La nuova collezione curata da Antonio Citterio, La Parenthèse de Lumière, si pone come un intervallo sospeso che interrompe il flusso narrativo per svelare una nuova luce che illumina gli arredi, sia in senso metaforico che reale. Per il Salone 2026, Maxalto presenta nuovi progetti ed espansioni di gamma in cui emergono con ancora più forza forme e materiali.








Flou presenta le sue collezioni notte e living, con l'attenzione sartoriale ai materiali e al comfort che contraddistingue il brand.








La nuova collezione interpreta gli arredi come un ecosistema coerente, un dialogo che definisce lo spazio attraverso la materia, le proporzioni e l'uso.
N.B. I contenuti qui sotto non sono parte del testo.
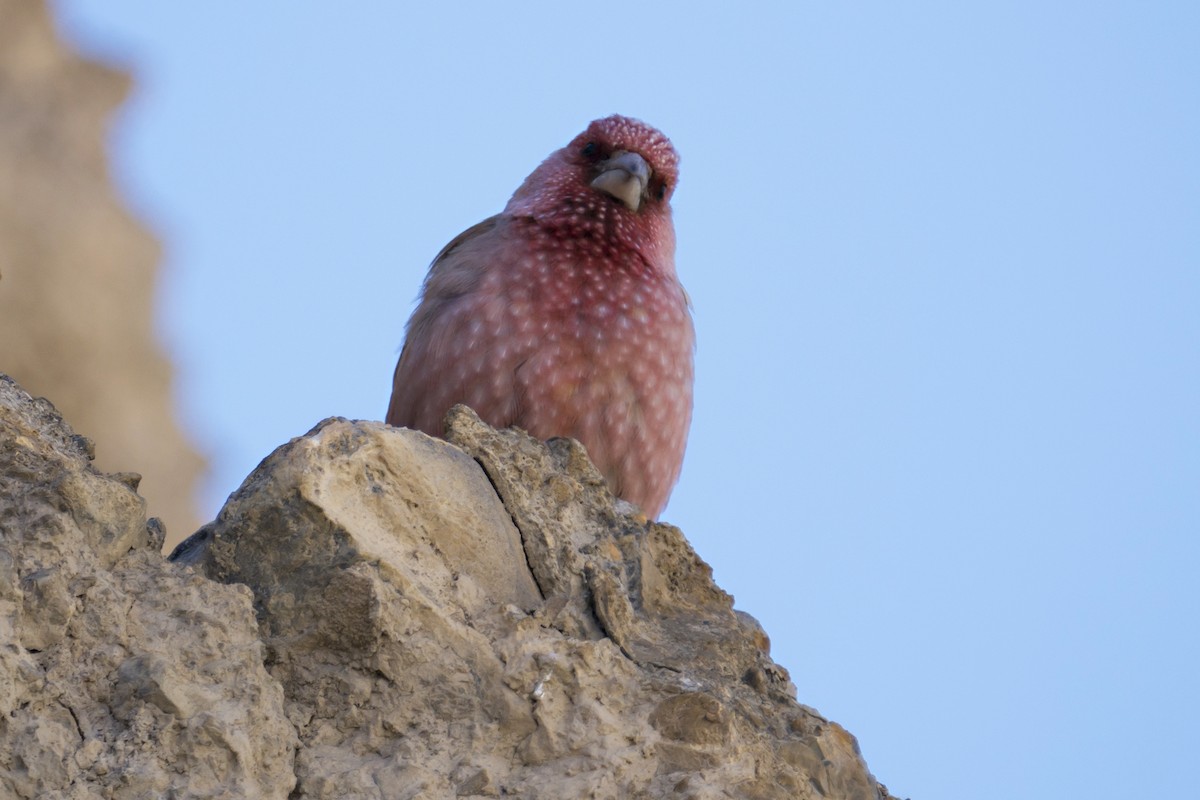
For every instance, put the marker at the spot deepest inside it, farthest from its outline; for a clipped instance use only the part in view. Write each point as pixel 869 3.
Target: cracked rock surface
pixel 121 675
pixel 381 614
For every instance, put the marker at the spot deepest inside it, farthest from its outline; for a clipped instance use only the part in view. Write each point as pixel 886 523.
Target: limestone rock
pixel 77 271
pixel 480 619
pixel 121 675
pixel 379 614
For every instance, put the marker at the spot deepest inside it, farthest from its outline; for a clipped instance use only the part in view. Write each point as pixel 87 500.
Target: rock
pixel 77 271
pixel 477 618
pixel 381 614
pixel 121 675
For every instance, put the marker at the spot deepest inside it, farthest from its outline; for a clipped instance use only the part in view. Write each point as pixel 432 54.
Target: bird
pixel 563 314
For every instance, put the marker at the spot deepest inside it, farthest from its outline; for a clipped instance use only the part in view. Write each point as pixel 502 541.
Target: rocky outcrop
pixel 121 675
pixel 381 614
pixel 77 271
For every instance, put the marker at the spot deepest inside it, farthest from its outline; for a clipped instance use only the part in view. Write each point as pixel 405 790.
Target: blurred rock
pixel 435 619
pixel 121 675
pixel 77 271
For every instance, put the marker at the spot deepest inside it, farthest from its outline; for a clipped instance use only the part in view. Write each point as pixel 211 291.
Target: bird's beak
pixel 625 176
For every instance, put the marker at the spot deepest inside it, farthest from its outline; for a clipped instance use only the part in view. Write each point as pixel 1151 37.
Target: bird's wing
pixel 423 385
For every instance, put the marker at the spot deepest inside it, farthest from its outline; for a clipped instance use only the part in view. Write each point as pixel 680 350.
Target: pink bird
pixel 563 314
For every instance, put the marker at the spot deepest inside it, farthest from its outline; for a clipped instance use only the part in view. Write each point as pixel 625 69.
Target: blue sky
pixel 946 268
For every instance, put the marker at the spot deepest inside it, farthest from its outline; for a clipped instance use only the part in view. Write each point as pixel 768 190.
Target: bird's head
pixel 615 179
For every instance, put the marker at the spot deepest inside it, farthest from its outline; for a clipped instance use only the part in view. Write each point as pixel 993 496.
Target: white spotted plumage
pixel 563 316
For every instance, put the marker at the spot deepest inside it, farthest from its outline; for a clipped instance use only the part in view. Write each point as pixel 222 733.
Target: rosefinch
pixel 563 314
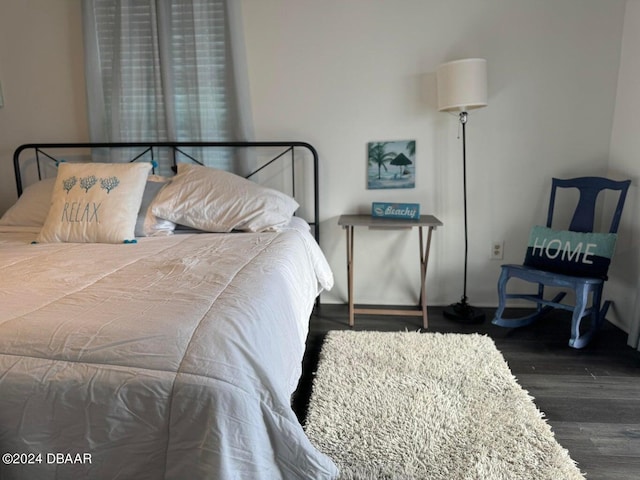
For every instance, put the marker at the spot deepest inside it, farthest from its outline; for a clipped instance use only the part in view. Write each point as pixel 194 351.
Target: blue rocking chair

In questo contesto, ogni oggetto assume un valore architetturale, perché contribuisce a dare forma e carattere all'ambiente.
Al centro della collezione 2026 c'è la materia, in linea con il tema di quest'anno del Salone, le cui caratteristiche di superficie, texture, spessore diventano le fondamenta del progetto.










Varaschin porta la sua outdoor therapy, fatta di maestria artigianale e capacità di interpretare le esigenze contemporanee legate agli spazi outdoor.